How do I improve benchmark accuracy in Javascript?

I am looking for a way to benchmark the performance of a function in Javascript, so that I can optimise it more effectively. The resulting number (average tick duration) should be accurate across runs/tests, ideally no more than 2% deviation between runs, but the code I have written frequently has a deviation of more than 30%.
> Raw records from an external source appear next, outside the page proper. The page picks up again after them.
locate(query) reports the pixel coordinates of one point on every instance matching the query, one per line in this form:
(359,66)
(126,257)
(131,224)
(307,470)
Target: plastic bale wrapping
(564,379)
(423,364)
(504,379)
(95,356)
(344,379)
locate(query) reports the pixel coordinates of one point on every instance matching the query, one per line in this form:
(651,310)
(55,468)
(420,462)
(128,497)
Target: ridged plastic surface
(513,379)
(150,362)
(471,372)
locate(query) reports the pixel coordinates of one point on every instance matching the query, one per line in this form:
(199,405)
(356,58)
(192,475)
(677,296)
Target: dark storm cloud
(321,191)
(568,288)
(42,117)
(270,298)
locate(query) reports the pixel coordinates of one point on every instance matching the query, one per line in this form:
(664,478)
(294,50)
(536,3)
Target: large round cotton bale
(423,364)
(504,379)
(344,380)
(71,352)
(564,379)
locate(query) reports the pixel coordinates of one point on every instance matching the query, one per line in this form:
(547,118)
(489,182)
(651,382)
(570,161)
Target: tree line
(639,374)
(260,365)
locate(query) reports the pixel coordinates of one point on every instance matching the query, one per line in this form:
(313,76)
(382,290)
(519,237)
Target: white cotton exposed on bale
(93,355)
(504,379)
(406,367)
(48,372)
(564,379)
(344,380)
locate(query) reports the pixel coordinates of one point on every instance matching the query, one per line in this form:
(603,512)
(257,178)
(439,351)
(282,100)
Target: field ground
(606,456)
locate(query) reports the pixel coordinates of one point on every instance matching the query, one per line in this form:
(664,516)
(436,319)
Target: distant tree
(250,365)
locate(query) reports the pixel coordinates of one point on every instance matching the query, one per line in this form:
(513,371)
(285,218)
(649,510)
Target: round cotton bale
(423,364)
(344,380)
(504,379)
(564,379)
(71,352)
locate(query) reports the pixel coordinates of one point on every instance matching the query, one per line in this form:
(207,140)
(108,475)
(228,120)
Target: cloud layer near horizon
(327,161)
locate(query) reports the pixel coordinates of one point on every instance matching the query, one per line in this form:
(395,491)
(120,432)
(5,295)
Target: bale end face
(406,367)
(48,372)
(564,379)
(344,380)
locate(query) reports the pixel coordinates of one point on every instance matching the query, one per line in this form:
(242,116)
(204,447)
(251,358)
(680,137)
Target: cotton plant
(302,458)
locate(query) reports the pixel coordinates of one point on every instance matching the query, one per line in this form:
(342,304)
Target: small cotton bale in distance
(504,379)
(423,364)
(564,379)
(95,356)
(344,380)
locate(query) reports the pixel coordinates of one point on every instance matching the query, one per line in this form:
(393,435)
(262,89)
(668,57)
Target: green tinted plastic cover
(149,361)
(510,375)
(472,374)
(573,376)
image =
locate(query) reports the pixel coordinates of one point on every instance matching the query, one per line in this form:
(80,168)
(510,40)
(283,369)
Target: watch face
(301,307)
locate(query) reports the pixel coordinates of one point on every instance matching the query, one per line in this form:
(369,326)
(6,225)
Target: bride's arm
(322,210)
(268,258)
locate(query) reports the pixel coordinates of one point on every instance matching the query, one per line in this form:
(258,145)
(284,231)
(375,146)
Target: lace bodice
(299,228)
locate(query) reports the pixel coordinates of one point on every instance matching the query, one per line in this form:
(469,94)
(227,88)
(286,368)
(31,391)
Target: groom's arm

Here is a simplified version of my code:

let j = 0;
while (true) {
   // Collect garbage from previous run
   for (let i = 0; i < 10; i++) {
      global.gc();
   }
   
   // Reset the board state
   Board.reset();

   // Seed the random number generator
   SRandom.seed(40404040404);
   
   Board.setup();
   SERVER.setup();

   // Warm up the JIT
   for (let i = 0; i < 50; i++) {
      SERVER.tick();
   }
   
   const numTicks = 5000;
   
   const startTime = performance.now();

   for (let i = 0; i < numTicks; i++) {
      SERVER.tick();
   }

   const timeElapsed = performance.now() - startTime;
   const averageTickTimeMS = timeElapsed / numTicks;
   console.log("(#" + (j + 1) + ") Average tick MS: " + averageTickTimeMS);
   j++;
}

The code runs on node JS, and when I run it I close as many other programs as I can, typically leaving only chrome, VSCode (what I use to run the code), and a terminal open.

This does benchmark a game, so there is a lot of random number generation involved, but before the benchmark I override the built-in Math.random with a seeded random number generator (Math.random = () => SRandom.next()) and re-seed it each run.

Below is an output of when I run the benchmark:

(#1) Average tick MS: 4.773744156002999
(#2) Average tick MS: 3.103633259952068
(#3) Average tick MS: 3.431657537043095
(#4) Average tick MS: 3.3931038970351217
(#5) Average tick MS: 3.557662303030491
(#6) Average tick MS: 3.6041946840286254
(#7) Average tick MS: 3.570515029013157
(#8) Average tick MS: 3.8610670589804648
(#9) Average tick MS: 3.758602159976959
(#10) Average tick MS: 3.6722980710268023

I am not sure why the first run takes so much longer, but excluding that run there is a deviation of 24% between run 2 and run 8.

What can I do to make the benchmark more accurate? Or is this a fundamental limitation of Javascript.